Removing Stolen Content From Google

From time to time its not uncommon to find sites stealing your content in its entirety with no link back to its original source whilst plastering ads around their page to make money off your hard work. Getting these plagiarised sites removed from Google used to be a hassle, requiring the copyright owner to file a DMCA complaint and then mail or fax (you remember those technologies, right?) it to Google.

Good news though, I found  some stolen content today and it seems the times have finally changed with Google finally allowing web submitted content take down requests. This move has been a long time overdue in my opinion as a majority of these stolen content sites are making their money through Google’s adsense program. With the old fax and email system it was normally easier just to firewall off the network the offending site was hosted on to stop them scraping your content and move on with life.

Here are some tips on what to do if you suspect someone is stealing your content for their own gains without any attribution:

Identify possible stolen content

A lot of the time you can identify potential content theft from your webstats, if you see an image that is getting called a lot more than the post it appears in chances are its being hotlinked to from elsewhere, looking at the referring URL’s is also a good way to spot possible thieves. Enter your web site URL at Copy Scape and see if it can identify any duplicate content for you.

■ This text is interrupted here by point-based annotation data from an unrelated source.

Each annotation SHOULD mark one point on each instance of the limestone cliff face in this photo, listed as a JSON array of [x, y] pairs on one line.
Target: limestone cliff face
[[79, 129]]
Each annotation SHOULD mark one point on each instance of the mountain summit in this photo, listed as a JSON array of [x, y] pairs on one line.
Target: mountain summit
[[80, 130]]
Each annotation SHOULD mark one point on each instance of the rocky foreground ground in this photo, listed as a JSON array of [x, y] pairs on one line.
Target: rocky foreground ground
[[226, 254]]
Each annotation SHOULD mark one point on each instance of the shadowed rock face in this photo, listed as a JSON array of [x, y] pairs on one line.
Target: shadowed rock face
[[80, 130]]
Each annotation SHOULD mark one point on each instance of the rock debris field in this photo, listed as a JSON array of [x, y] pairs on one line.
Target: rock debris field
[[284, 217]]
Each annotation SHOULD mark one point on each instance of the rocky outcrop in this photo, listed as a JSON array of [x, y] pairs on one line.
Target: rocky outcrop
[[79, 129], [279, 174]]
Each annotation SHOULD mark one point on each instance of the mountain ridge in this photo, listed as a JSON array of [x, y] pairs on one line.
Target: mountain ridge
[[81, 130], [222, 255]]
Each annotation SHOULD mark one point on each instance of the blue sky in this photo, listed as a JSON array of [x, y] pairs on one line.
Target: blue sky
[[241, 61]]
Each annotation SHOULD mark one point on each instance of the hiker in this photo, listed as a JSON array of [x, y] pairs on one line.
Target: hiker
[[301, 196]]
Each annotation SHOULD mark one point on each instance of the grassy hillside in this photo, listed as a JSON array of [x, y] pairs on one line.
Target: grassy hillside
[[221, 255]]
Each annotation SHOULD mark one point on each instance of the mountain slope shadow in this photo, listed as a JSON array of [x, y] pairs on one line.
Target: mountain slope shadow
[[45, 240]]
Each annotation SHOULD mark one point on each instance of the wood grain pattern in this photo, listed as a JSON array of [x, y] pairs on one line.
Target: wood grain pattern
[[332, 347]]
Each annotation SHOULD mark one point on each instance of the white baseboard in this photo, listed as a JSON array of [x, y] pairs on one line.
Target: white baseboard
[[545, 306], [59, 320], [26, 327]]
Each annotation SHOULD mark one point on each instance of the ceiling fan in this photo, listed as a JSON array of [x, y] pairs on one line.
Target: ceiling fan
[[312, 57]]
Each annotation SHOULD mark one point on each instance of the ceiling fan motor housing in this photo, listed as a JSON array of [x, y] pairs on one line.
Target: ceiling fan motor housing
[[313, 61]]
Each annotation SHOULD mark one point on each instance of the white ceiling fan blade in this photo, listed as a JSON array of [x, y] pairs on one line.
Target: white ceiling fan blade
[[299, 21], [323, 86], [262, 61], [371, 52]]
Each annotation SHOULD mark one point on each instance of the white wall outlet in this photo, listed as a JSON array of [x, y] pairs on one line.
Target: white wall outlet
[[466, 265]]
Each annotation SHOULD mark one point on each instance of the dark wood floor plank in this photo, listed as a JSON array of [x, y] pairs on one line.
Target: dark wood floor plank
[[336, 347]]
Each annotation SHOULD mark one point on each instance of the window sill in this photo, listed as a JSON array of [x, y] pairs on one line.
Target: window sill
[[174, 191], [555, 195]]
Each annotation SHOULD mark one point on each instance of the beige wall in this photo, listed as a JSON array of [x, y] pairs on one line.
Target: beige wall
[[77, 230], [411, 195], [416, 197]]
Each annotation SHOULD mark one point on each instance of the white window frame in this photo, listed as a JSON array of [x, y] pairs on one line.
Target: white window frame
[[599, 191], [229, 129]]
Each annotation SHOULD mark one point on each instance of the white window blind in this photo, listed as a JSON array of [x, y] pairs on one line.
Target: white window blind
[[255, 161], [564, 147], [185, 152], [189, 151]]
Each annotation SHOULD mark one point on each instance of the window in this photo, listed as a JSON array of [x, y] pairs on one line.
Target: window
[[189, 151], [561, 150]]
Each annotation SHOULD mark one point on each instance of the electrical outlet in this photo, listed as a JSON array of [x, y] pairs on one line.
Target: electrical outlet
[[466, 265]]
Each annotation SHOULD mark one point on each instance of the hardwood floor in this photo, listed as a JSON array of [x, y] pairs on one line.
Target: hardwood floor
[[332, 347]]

Get the content taken down

Lookup the IP address of the site using the nslookup command on the offending site e.g

nslookup offendingsite.com

This should return something similar to:

Server:        61.88.88.88
Address:    61.88.88.88#53

Non-authoritative answer:
Name:    www.enunix.com
Address: 74.82.173.217

Now perform a whois on the IP address returned to find out what network the sites is hosted on. This can be done either on the Linux command line using the whois tool or by using a web based tool. This will give you some information on the network similar to:

#
# Query terms are ambiguous.  The query is assumed to be:
#     “n 74.82.173.217”
#
# Use “?” to get help.
#

#
# The following results may also be obtained via:
# http://whois.arin.net/rest/nets;q=74.82.173.217?showDetails=true&showARIN=true
#

American Registry for Internet Numbers NET74 (NET-74-0-0-0-0) 74.0.0.0 – 74.255.255.255
Take 2 Hosting, Inc. T2H-NET4-2 (NET-74-82-160-0-1) 74.82.160.0 – 74.82.191.255

#
# ARIN WHOIS data and services are subject to the Terms of Use
# available at: https://www.arin.net/whois_tou.html
#
Here we can see Take 2 Hosting is responsible for this IP range, so you can then Google the company name find out how to contact them and report the offending content. If your lucky sometimes the companies whois record will even include an email address for reporting abuse originating from their network making this step easier. You can also do a whois on the domain of the site itself to find the registration details, 9 / 10 times though those is the content theft line of work will use a domain registrar with a private whois service that obscures the registrant’s contact details.

Report infringement to Google

Reporting the offending content to Google is a crucial  step, first because they can remove their site from the search listings to limit the sites traffic and as most content thieves make their money from adsense they can ban their adsense account. To report offending content head to this form and request it removal.